# Week 1 — Part 01: Environment Setup Lab

**Estimated Time:** 45-60 minutes

---

## Pre-study (Self-learn)

Foundations Course assumes Self-learn is complete. If you need a refresher on environments or Jupyter:

- [Foundations Course Pre-study index](../PRESTUDY.md)
- [Self-learn — Conda environment management](../self_learn/Chapters/2/03_conda_environments.md)
- [Self-learn — Conda environments and packages](../self_learn/Chapters/1/04_conda_environment_management.md)
- [Self-learn — Jupyter](../self_learn/Chapters/1/05_jupyter_interactive_computing.md)

---

## What success looks like (end of Part 01)

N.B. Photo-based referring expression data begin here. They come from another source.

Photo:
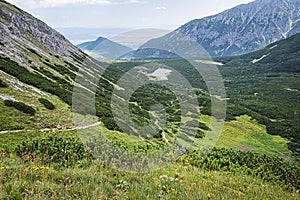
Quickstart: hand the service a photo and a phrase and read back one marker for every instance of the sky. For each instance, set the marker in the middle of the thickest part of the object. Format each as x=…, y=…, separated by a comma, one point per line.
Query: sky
x=127, y=14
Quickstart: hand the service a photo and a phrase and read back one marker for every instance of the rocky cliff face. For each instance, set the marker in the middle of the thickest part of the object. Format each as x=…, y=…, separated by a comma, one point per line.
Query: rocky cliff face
x=23, y=36
x=246, y=28
x=242, y=29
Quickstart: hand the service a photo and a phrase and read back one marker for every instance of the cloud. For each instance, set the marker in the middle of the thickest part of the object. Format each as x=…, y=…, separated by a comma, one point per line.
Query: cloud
x=161, y=8
x=62, y=3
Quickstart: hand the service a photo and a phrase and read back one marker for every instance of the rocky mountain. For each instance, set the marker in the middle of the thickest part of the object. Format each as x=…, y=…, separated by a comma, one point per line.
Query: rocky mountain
x=239, y=30
x=103, y=49
x=38, y=65
x=279, y=57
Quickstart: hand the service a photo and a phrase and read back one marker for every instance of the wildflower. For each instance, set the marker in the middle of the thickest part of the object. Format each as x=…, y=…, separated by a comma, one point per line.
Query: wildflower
x=208, y=196
x=163, y=177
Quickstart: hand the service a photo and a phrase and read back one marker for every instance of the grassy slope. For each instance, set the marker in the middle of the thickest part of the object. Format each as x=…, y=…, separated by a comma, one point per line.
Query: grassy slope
x=33, y=181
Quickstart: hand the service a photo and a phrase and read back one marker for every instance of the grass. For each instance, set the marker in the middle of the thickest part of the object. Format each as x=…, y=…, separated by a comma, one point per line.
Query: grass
x=245, y=133
x=31, y=180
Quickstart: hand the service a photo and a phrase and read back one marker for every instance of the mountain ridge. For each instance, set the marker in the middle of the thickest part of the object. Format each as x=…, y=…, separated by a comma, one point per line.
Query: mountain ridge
x=239, y=30
x=103, y=49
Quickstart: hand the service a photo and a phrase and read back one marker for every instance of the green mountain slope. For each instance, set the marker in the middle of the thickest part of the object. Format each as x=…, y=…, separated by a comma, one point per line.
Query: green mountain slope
x=103, y=49
x=266, y=84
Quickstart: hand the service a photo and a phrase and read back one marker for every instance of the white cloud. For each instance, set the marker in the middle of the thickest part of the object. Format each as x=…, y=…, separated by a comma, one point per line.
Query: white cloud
x=161, y=8
x=62, y=3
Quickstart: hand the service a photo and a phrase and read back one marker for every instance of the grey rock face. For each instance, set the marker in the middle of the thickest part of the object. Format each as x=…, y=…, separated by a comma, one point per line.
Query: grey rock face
x=245, y=28
x=21, y=32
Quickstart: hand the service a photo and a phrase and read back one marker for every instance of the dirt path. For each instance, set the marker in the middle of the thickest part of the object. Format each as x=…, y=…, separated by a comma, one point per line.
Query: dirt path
x=53, y=129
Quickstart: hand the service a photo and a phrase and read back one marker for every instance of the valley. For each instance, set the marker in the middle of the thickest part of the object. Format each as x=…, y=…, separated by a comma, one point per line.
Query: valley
x=147, y=123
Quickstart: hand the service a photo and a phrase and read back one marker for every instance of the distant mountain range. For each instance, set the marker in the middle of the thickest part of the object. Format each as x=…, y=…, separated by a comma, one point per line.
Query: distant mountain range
x=103, y=49
x=242, y=29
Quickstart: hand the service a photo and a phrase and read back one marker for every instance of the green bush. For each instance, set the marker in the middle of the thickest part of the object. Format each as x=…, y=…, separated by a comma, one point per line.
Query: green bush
x=3, y=84
x=63, y=150
x=47, y=104
x=269, y=168
x=20, y=106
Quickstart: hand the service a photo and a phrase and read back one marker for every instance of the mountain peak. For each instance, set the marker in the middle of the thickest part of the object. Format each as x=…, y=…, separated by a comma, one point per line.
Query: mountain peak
x=245, y=28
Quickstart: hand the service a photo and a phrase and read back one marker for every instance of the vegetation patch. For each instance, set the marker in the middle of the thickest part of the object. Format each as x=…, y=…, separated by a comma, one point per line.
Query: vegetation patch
x=20, y=106
x=47, y=103
x=3, y=84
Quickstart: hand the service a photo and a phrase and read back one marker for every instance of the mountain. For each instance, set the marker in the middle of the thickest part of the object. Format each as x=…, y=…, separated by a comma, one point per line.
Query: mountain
x=38, y=65
x=267, y=83
x=103, y=49
x=242, y=29
x=281, y=56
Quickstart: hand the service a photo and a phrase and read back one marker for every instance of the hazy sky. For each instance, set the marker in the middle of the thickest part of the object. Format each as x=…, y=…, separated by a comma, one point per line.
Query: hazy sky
x=132, y=14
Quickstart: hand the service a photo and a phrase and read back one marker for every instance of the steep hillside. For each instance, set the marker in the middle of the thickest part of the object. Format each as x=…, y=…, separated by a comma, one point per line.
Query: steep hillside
x=37, y=66
x=265, y=84
x=242, y=29
x=103, y=49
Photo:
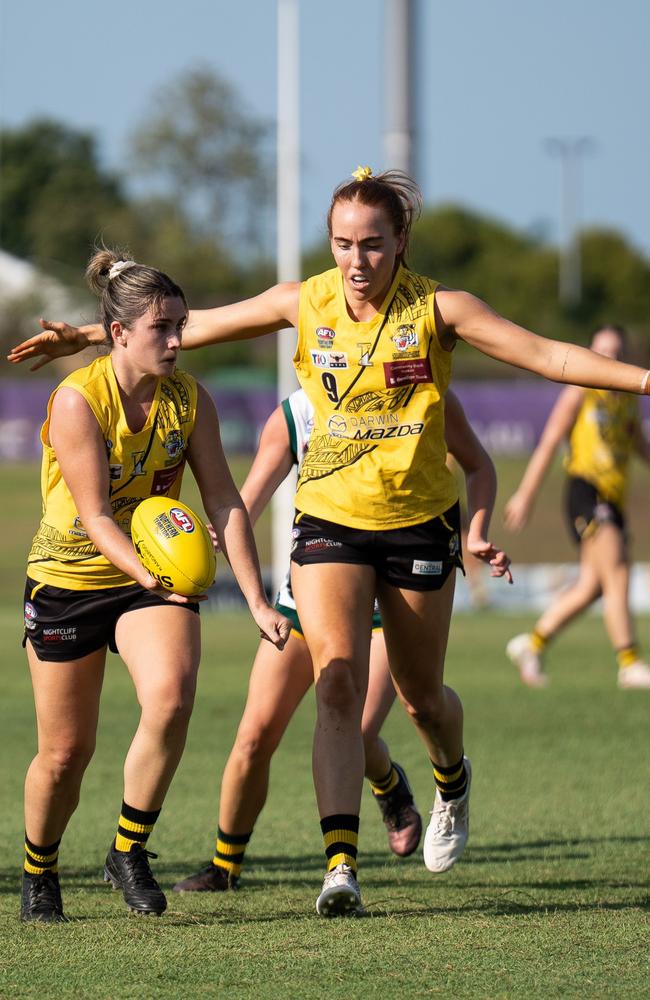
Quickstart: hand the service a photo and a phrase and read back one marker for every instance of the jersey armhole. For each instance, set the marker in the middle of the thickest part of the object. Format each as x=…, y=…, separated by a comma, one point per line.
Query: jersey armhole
x=291, y=427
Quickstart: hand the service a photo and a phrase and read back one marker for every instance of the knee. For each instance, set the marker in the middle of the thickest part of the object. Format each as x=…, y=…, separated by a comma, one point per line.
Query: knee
x=255, y=745
x=427, y=711
x=65, y=761
x=337, y=689
x=171, y=706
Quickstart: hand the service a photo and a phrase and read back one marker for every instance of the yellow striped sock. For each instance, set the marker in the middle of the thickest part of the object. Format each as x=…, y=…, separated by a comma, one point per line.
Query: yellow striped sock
x=230, y=850
x=134, y=827
x=340, y=836
x=386, y=784
x=41, y=859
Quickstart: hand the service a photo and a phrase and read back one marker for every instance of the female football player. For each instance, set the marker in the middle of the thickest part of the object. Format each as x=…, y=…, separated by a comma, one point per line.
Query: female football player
x=116, y=432
x=604, y=430
x=376, y=506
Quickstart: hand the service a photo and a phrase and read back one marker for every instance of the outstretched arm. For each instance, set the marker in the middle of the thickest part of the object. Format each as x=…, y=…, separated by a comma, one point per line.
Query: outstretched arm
x=226, y=510
x=561, y=419
x=57, y=340
x=272, y=310
x=481, y=483
x=271, y=465
x=81, y=454
x=462, y=315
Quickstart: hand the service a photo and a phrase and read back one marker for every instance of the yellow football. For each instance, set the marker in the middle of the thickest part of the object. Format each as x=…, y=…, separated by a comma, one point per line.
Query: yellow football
x=173, y=544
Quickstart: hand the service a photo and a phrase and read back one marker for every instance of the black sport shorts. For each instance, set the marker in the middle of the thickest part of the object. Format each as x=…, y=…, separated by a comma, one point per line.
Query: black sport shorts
x=68, y=624
x=586, y=510
x=419, y=557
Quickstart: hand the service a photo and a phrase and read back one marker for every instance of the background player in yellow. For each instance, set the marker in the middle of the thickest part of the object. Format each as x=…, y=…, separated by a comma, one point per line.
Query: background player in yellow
x=604, y=432
x=377, y=506
x=117, y=431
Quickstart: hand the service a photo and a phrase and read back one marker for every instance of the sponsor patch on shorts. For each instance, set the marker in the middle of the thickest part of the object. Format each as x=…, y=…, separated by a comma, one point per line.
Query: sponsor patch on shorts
x=424, y=567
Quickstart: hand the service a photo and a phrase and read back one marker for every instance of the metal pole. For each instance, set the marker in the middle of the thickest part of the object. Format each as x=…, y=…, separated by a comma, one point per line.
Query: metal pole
x=288, y=247
x=399, y=52
x=570, y=274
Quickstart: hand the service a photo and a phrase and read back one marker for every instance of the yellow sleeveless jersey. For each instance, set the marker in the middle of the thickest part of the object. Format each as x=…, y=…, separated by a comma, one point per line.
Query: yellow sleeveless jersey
x=376, y=455
x=147, y=463
x=602, y=441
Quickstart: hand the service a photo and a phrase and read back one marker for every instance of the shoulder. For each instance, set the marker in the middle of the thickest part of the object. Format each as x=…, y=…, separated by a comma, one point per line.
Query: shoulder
x=319, y=286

- You can create a new virtual environment (`.venv`).
- You can install `pandas` inside that environment.
- You can produce a `requirements.txt` and use it to reproduce installs later.

**Checkpoint evidence** (minimum):

- `python --version` prints what you expect.
- `pip --version` shows it is from your environment (not system-wide).
- `pip freeze > requirements.txt` produces a file.

---

## Learning Objectives

By completing this lab, you will:

- ✅ Create isolated Python environments using venv
- ✅ Install and manage dependencies with pip
- ✅ Save and restore project dependencies
- ✅ Test environment reproducibility

---

## Exercise 1: Virtual environments (quick refresher)

If you need the full explanation of why environments exist and how activation works, use the Self-learn links above.

In this notebook, you will:

1. Check your Python version
2. Create a venv
3. Install dependencies
4. Freeze dependencies into `requirements.txt` so the setup is reproducible

### What this cell does
Runs `python --version` using the shell (`!` prefix). This tells you which Python interpreter is active.

**Why it matters:** If you see `/usr/bin/python` instead of your venv path, your environment is not activated. All subsequent `pip install` calls would go to the wrong place.

In [2]:
# Check Python version
!python --version

Python 3.13.11


### Task 1.1: Create a Virtual Environment

Let's create a virtual environment for our project. This will be an isolated Python environment where we can install our project dependencies.

### What this cell does
Creates a virtual environment named `.venv` in the current directory using Python's built-in `venv` module.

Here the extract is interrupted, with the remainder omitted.